We could now continue our investigation by reading the documentation of the base classes DocumentIdentifier and MetaInfoInterface, but we will leave this exercise for the interested reader. In order to get more information about the wrapped functions, we can also consult the pyOpenMS manual which references to all wrapped functions. For a more complete documentation of the underlying wrapped methods, please consult the official OpenMS documentation, in this case the MSExperiment documentation.

First look at data

File reading

pyOpenMS supports a variety of different files through the implementations in OpenMS. In order to read mass spectrometric data, we can download the mzML example file

from urllib.request import urlretrieve
# from urllib import urlretrieve  # use this code for Python 2.x
from pyopenms import *
urlretrieve ("http://proteowizard.sourceforge.net/example_data/tiny.pwiz.1.1.mzML", "tiny.pwiz.1.1.mzML")
exp = MSExperiment()
MzMLFile().load("tiny.pwiz.1.1.mzML", exp)
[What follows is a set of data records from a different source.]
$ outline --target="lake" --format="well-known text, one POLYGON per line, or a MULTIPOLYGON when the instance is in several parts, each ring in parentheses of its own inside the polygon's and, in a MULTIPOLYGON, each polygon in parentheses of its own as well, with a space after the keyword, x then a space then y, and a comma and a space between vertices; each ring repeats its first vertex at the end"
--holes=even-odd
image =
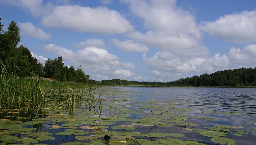
POLYGON ((21 111, 2 114, 0 140, 8 140, 6 134, 27 141, 9 141, 29 144, 256 143, 255 88, 102 87, 95 93, 102 110, 78 103, 73 115, 64 108, 46 109, 33 120, 17 118, 28 116, 21 111), (110 141, 103 143, 106 134, 110 141))

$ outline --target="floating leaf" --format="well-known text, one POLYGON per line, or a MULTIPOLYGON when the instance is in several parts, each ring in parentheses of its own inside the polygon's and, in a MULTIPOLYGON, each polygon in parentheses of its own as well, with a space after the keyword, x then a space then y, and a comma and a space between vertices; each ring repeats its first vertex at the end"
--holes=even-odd
POLYGON ((74 133, 72 132, 63 131, 56 133, 55 134, 58 135, 71 135, 74 133))
POLYGON ((231 128, 231 127, 229 125, 214 125, 214 127, 217 127, 218 128, 231 128))
POLYGON ((49 133, 48 132, 37 132, 36 133, 32 133, 28 135, 29 137, 38 137, 38 136, 45 136, 50 135, 53 134, 52 133, 49 133))
POLYGON ((82 145, 84 143, 78 142, 70 142, 65 143, 63 143, 61 145, 82 145))
POLYGON ((161 133, 150 133, 145 135, 145 136, 149 138, 162 138, 169 136, 169 135, 168 134, 161 133))
POLYGON ((20 138, 16 136, 5 136, 2 138, 0 138, 0 140, 2 141, 14 141, 19 139, 20 138))
POLYGON ((64 123, 62 124, 62 126, 64 127, 75 127, 76 126, 80 126, 82 125, 80 123, 64 123))
POLYGON ((172 137, 176 137, 177 138, 181 138, 184 136, 184 135, 180 133, 168 133, 169 135, 172 137))
POLYGON ((225 136, 226 135, 228 135, 228 134, 226 133, 208 130, 204 130, 200 132, 199 133, 202 135, 212 138, 225 136))
POLYGON ((110 125, 114 124, 115 123, 114 122, 101 122, 98 123, 99 124, 102 125, 110 125))
POLYGON ((220 137, 219 138, 212 138, 210 140, 214 143, 222 144, 233 145, 235 144, 235 141, 230 139, 220 137))
POLYGON ((30 131, 33 131, 36 130, 37 130, 37 129, 36 128, 24 128, 20 129, 18 130, 19 131, 25 132, 30 131))
POLYGON ((54 140, 55 138, 52 136, 39 136, 36 139, 40 141, 44 141, 48 139, 49 140, 54 140))
POLYGON ((166 145, 186 145, 186 142, 182 140, 175 139, 160 139, 159 141, 166 145))

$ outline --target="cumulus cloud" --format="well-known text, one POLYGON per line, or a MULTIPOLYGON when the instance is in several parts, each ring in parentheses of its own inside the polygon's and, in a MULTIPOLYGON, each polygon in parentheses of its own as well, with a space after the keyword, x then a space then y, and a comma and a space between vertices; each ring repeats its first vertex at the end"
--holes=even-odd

which will load the content of the “tiny.pwiz.1.1.mzML” file into the exp variable of type MSExperiment. We can now inspect the properties of this object:

>>> help(exp)

class MSExperiment(builtins.object)
 |  Cython implementation of _MSExperiment
 |   -- Inherits from ['ExperimentalSettings', 'RangeManager2']


 [...]

 |  Methods defined here:

 [...]

 |  getNrChromatograms(...)
 |      Cython signature: size_t getNrChromatograms()
 |
 |  getNrSpectra(...)
 |      Cython signature: size_t getNrSpectra()
 |

 [...]

which indicates that the variable exp has (among others) the functions getNrSpectra and getNrChromatograms. We can now try these functions:

>>> exp.getNrSpectra()
4
>>> exp.getNrChromatograms()
2

and indeed we see that we get information about the underlying MS data. We can iterate through the spectra as follows:

Iteration

for spec in exp:
  print ("MS Level:", spec.getMSLevel())

MS Level: 1
MS Level: 2
MS Level: 1
MS Level: 1

This iterates through all available spectra, we can also access spectra through the [] operator:

>>> print ("MS Level:", exp[1].getMSLevel())
MS Level: 2

Note that spec[1] will access the second spectrum (arrays start at 0). We can access the raw peaks through get_peaks():

>>> spec = exp[1]
>>> mz, intensity = spec.get_peaks()
>>> sum(intensity)
110

Which will access the data using a numpy array, storing the m/z information in the mz vector and the intensity in the i vector. Alternatively, we can also iterate over individual peak objects as follows (this tends to be slower):

>>> for peak in spec:
...   print (peak.getIntensity())
...
20.0
18.0
16.0
14.0
12.0
10.0
8.0
6.0
4.0
2.0

TIC calculation

Knowing how to access individual spectra and peak data in those spectra, we can now calculate a total ion current (TIC) using the following function:

 1
 2
 3
 4
 5
 6
 7
 8
 9
10
11
# Calculates total ion chromatogram of an LC-MS/MS experiment
def calcTIC(exp):
    tic = 0
    # Iterate through all spectra of the experiment
    for spec in exp:
        # Only calculate TIC for MS1 spectra
        if spec.getMSLevel() == 1:
            # Retrieve intensities for spectrum and sum them up
            mz, i = spec.get_peaks()
            tic += sum(i)
    return tic

To calculate a TIC we would now call the function:

1
2
3
4
 >>> calcTIC(exp)
 240.0
 >>> sum([sum(s.get_peaks()[1]) for s in exp if s.getMSLevel() == 1])
 240.0

Note how one can compute the same property using list comprehensions in Python (see line number 3 in the above code which computes the TIC using filtering properties of Python list comprehensions (s.getMSLevel() == 1) and computes the sum over all peaks (right sum) and the sum over all spectra (left sum) to retrieve the TIC).